I struggle to open a bag, & find
I’m all thumbs.
Sources: “Digging the baby carrot” and “Baby carrots take on junk food with hip marketing campaign.”
Triptych
If I were a leaf, a thorn, a sapling bent by wind— And you do but don’t believe, when I tell you how at seventeen, I stood up in the darkened cinema (one of two in my hometown); the usher in the shabby cardigan shone his flashlight up and down the aisles, calling my name because my father had phoned the manager to ask that I be ordered home.
*
If I were a knot, a burr on the surface of wood— You would not say so often, Weep then bear up; crumple then cease, endure, transmute. Transmute, as the heart of darkest wood yields coils that might still shine, after the axe— Onyx or anthracite, or something more domestic: yes, sorghum dripping from a spoon.
*
If I were fairer or less coarse, less complicated than a modular plot— But I am always the immigrant, wed to a handful of exit visas. Spring is a relief after the two-plot designs of rain and summer, rain and heat. Of the parched heart, a poet once wrote: come upon me with a shower of mercy. Sometimes I think spring is kinder by far than love.
*
In response to cold mountain (59).
Echo
Yes, I still remember how the old market was laid out:
fruit, rice and dried fish, the row of coffee vendors,
the vegetable sellers; and beyond, the butchers
and the fishmongers. At the end of narrow corridors
slick with scales and fish guts, the women who packed
salt expertly into paper cones— such tiny fossils
of minerals and tears. And the boys that pulled
wobbly wooden carts filled with mountain produce
called out warnings up and down the hilly streets.

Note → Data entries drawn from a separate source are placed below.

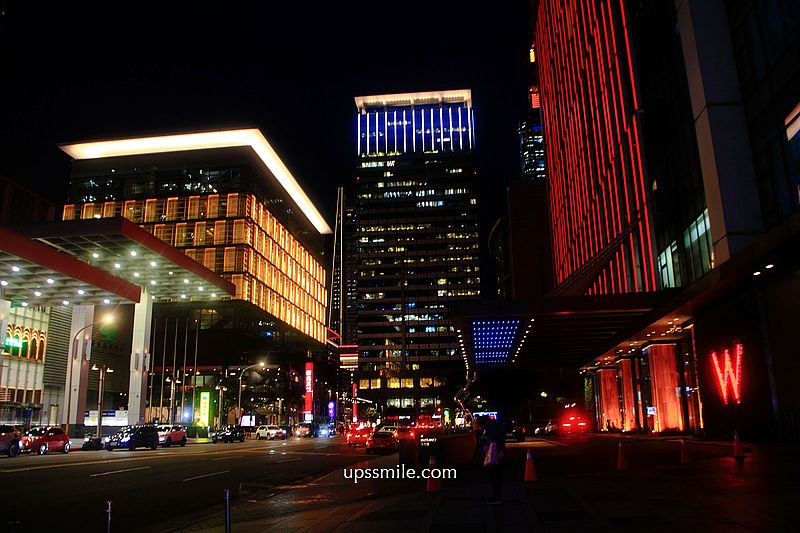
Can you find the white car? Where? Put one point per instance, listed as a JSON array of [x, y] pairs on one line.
[[270, 432]]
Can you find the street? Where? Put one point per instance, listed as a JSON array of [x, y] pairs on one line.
[[153, 487]]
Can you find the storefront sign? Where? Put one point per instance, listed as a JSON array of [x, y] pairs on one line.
[[13, 342], [729, 373], [205, 402], [309, 400]]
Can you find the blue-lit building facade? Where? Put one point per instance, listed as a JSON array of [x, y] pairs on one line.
[[416, 242]]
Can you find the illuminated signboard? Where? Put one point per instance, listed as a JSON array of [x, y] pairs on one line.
[[355, 404], [205, 401], [13, 342], [309, 401], [729, 373]]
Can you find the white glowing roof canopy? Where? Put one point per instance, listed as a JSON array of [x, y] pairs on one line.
[[201, 141], [404, 99]]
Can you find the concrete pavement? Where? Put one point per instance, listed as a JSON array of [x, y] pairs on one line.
[[713, 493]]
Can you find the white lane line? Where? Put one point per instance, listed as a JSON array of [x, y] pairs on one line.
[[206, 475], [119, 471]]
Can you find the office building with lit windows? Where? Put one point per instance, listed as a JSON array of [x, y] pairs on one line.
[[226, 200], [416, 220], [672, 163]]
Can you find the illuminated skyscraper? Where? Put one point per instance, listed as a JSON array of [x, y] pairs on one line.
[[417, 245]]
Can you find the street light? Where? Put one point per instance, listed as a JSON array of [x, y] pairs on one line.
[[262, 364], [103, 369], [108, 319]]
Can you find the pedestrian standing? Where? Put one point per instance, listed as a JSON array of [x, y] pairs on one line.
[[495, 445]]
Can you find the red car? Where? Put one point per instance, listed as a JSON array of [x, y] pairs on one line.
[[45, 439], [382, 441], [573, 423], [357, 436], [9, 440]]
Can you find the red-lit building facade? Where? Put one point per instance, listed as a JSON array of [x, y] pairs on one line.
[[673, 164]]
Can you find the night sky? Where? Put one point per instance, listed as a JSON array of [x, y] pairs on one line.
[[73, 73]]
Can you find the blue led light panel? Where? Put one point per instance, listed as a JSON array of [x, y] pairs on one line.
[[492, 340]]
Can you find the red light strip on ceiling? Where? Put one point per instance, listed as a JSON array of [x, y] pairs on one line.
[[726, 374]]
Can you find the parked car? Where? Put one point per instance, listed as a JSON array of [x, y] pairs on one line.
[[270, 432], [228, 434], [169, 435], [357, 436], [382, 441], [547, 429], [132, 437], [45, 439], [92, 442], [10, 440]]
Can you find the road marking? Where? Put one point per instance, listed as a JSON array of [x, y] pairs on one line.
[[206, 475], [119, 471]]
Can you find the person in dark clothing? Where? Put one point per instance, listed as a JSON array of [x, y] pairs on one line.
[[494, 433]]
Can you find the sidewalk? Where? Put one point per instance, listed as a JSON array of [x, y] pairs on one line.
[[709, 495]]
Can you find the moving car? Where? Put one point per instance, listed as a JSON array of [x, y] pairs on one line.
[[405, 432], [228, 434], [325, 431], [305, 429], [547, 429], [270, 432], [169, 435], [382, 441], [132, 437], [45, 439], [10, 442], [573, 423], [357, 436]]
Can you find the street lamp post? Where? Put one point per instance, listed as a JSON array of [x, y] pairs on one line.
[[105, 320], [262, 364], [103, 369]]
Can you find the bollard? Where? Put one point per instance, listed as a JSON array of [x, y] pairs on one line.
[[227, 511]]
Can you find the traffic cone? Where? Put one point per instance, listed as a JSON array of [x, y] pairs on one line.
[[684, 452], [738, 449], [622, 457], [530, 469], [433, 485]]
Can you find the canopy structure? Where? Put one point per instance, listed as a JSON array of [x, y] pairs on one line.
[[100, 261]]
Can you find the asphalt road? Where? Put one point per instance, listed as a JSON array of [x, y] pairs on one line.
[[148, 488]]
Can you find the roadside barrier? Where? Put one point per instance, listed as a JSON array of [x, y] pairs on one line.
[[685, 452], [622, 457], [530, 469], [433, 485]]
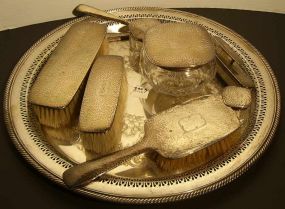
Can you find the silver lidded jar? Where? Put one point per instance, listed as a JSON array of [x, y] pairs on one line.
[[138, 29], [178, 58]]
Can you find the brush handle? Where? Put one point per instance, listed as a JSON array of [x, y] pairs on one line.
[[82, 174], [83, 9]]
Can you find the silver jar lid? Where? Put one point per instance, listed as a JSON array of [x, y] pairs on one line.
[[139, 27], [179, 46]]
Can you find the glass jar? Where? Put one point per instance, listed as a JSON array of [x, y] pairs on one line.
[[176, 81]]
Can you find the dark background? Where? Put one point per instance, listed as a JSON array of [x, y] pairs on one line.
[[263, 186]]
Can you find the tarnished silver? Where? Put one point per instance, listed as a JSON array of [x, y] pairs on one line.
[[139, 180], [175, 133]]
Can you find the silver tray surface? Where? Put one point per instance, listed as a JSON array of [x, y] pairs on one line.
[[138, 181]]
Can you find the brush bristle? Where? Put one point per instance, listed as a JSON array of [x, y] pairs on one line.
[[199, 158], [106, 141], [57, 118]]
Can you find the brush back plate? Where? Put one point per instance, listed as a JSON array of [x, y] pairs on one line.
[[139, 180]]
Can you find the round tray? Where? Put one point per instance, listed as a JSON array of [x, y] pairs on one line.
[[130, 182]]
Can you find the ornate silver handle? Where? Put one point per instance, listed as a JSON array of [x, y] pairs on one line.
[[82, 174]]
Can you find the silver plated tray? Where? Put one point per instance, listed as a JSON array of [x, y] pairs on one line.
[[139, 180]]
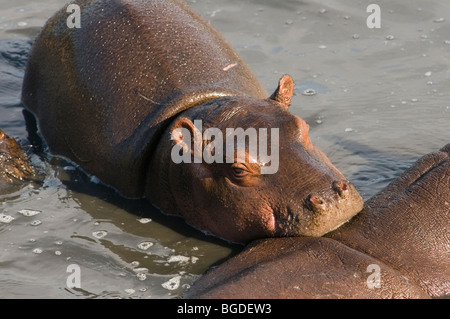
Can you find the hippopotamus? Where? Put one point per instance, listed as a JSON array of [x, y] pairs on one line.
[[14, 165], [396, 247], [117, 95]]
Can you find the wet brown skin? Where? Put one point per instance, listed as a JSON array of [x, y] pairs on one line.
[[404, 230], [14, 165], [109, 95]]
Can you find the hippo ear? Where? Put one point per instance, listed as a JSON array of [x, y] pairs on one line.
[[186, 136], [284, 91]]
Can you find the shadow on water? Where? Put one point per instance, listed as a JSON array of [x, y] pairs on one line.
[[376, 168]]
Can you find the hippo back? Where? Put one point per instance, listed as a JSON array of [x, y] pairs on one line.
[[104, 92], [406, 225]]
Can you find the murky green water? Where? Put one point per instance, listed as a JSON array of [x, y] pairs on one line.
[[376, 100]]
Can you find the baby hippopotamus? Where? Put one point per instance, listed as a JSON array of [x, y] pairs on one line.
[[14, 166], [125, 93]]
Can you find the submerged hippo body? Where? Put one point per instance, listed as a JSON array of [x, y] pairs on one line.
[[402, 234], [109, 96], [14, 165]]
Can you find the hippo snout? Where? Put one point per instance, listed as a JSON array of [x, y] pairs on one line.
[[339, 191], [321, 211]]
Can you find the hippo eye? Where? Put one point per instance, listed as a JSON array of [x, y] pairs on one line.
[[239, 170]]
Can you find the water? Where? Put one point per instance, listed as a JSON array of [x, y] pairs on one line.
[[376, 100]]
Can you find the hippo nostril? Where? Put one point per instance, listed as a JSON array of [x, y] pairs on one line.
[[316, 200], [340, 187]]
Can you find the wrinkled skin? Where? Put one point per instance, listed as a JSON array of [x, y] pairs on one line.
[[404, 230], [109, 95], [14, 166]]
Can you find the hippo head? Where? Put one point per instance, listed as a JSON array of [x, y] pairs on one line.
[[290, 189]]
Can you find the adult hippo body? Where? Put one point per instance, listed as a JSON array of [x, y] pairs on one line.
[[110, 94], [401, 237]]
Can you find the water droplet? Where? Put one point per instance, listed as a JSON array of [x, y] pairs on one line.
[[309, 92], [145, 220], [130, 291], [145, 245], [172, 283], [141, 276], [100, 234], [178, 258], [29, 212], [6, 218], [439, 20]]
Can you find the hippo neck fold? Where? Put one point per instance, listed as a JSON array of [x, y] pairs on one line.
[[144, 142]]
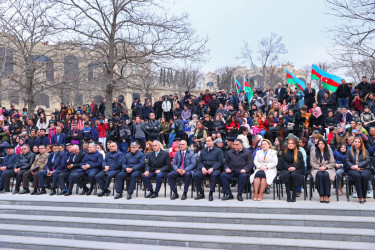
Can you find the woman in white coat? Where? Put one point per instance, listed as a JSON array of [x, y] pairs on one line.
[[265, 162]]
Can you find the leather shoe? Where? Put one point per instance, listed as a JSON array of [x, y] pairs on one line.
[[199, 196], [89, 192], [149, 195], [210, 196], [227, 197], [154, 195], [62, 192], [118, 196], [101, 193], [174, 196], [25, 191], [183, 197], [84, 191], [43, 191]]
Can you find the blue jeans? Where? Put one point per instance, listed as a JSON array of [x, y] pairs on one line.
[[171, 138], [343, 102], [123, 146]]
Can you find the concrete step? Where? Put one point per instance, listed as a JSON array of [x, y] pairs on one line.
[[87, 237], [199, 217], [15, 242], [233, 206], [267, 231]]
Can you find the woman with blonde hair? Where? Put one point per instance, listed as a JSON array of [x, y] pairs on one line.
[[292, 173], [265, 162], [357, 161]]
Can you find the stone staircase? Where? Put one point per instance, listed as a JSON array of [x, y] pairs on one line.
[[76, 222]]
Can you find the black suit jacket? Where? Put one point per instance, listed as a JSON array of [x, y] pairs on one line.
[[77, 161], [162, 162]]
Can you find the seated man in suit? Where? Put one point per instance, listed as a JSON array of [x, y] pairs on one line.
[[59, 137], [8, 164], [38, 165], [237, 164], [25, 160], [111, 167], [56, 165], [91, 165], [74, 165], [158, 164], [183, 166], [133, 166], [210, 163]]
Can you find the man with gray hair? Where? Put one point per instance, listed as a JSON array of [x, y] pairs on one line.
[[23, 164], [158, 164], [74, 164], [132, 167]]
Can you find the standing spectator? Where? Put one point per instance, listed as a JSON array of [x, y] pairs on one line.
[[343, 94], [166, 107]]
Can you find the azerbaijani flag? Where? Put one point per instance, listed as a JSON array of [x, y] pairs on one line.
[[238, 86], [248, 90], [330, 82], [291, 79]]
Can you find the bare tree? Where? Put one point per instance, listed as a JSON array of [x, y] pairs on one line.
[[27, 26], [267, 57], [225, 78], [130, 31], [355, 32]]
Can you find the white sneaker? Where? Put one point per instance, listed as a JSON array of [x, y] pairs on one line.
[[369, 194]]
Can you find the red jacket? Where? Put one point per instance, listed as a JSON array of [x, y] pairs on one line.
[[102, 128]]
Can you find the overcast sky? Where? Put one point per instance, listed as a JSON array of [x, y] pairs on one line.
[[302, 24]]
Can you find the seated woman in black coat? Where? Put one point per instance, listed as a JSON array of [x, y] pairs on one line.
[[316, 120], [357, 161], [293, 170]]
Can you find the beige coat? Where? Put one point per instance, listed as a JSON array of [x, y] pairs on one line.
[[40, 162], [330, 164], [270, 161]]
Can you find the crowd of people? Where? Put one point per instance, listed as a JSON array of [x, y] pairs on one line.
[[214, 137]]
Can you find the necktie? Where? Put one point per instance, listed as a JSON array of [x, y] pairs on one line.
[[183, 161]]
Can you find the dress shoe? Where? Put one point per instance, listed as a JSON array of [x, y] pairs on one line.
[[227, 197], [89, 192], [62, 192], [84, 191], [149, 194], [43, 191], [118, 196], [199, 196], [184, 196], [25, 191], [154, 195], [174, 196], [101, 193], [210, 196]]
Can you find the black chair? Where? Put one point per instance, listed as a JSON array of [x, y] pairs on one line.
[[247, 189], [164, 181]]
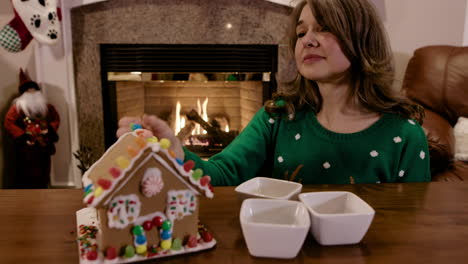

Most everyone I used to know has gone ahead—
gone on to gold, to gated subdivisions, early
retirement, presumably to everything they ever
wanted. And under this half-biscuit of a moon,
I stand, head tilted, still listening for the slow
stutter of crickets calling from the garden.
In response to Via Negativa: Fall.
The season turns again
The season turns again, mother. The names of months end
in chilled syllables. For thin-veined plants, it is almost time
to go under, into the ground where the bulbs will winter.
The red-tailed hawk takes wing, mother. But it’s been weeks
since we last saw the yellow-crowned night herons. Perhaps
they’ve begun their pilgrimage to a coast that’s warmer.
There’s a clump of mint that remains in the pot, mother.
And the stand of rosemary is hardy, and will hold its ground.
But the bee balm is fringed lace, and the lavender thins—
In time, all that remains is their feathery scent.
In response to an entry from the Morning Porch.
Sampler
Running Stitch
The hand that spins the yarn has also sanded the frame, has lit the fire and boiled the morning coffee, has brought the trash to the curb for pick-up, has started the ignition of the car that sits in rusted place in the old garage.
*
Herringbone
Noon is the hour of making do: smack in the middle of need and want, those two tips that touch and break, touch and break, mimicking the hinge in the collarbone.
*
Backstitch
The earliest words learned in a new language: body parts, swear words, words with which to make a promise, words to oil a stone. Which ones cannot be taken back?
*
Chain
You know when someone will change your life: that split second when an edge makes itself more sharply apparent. For instance, an upturned collar in the crowd. Then, stepping into the sunlight’s bronze hoops, blinded by something you cannot quite decide— whether akin to remorse, or pleasure.
In response to Via Negativa: Topocentric.
Topocentric
Nobody has time for work anymore, we just commute — four hours each way in our air-conditioned sex machines. Real objects have been given painted shadows so we remember what we’re here for: to know our place. The ayatollahs of sacred architecture instruct us to watch our feet as we walk & keep count of all our steps in a spiral-bound notebook. The forests may have gone away, but we can still plant flags in the cracked & peeling earth. I stop to admire a crowd of feathered dinosaurs bobbing their heads, closing in on that lady with the walker who’s scattering crumbs.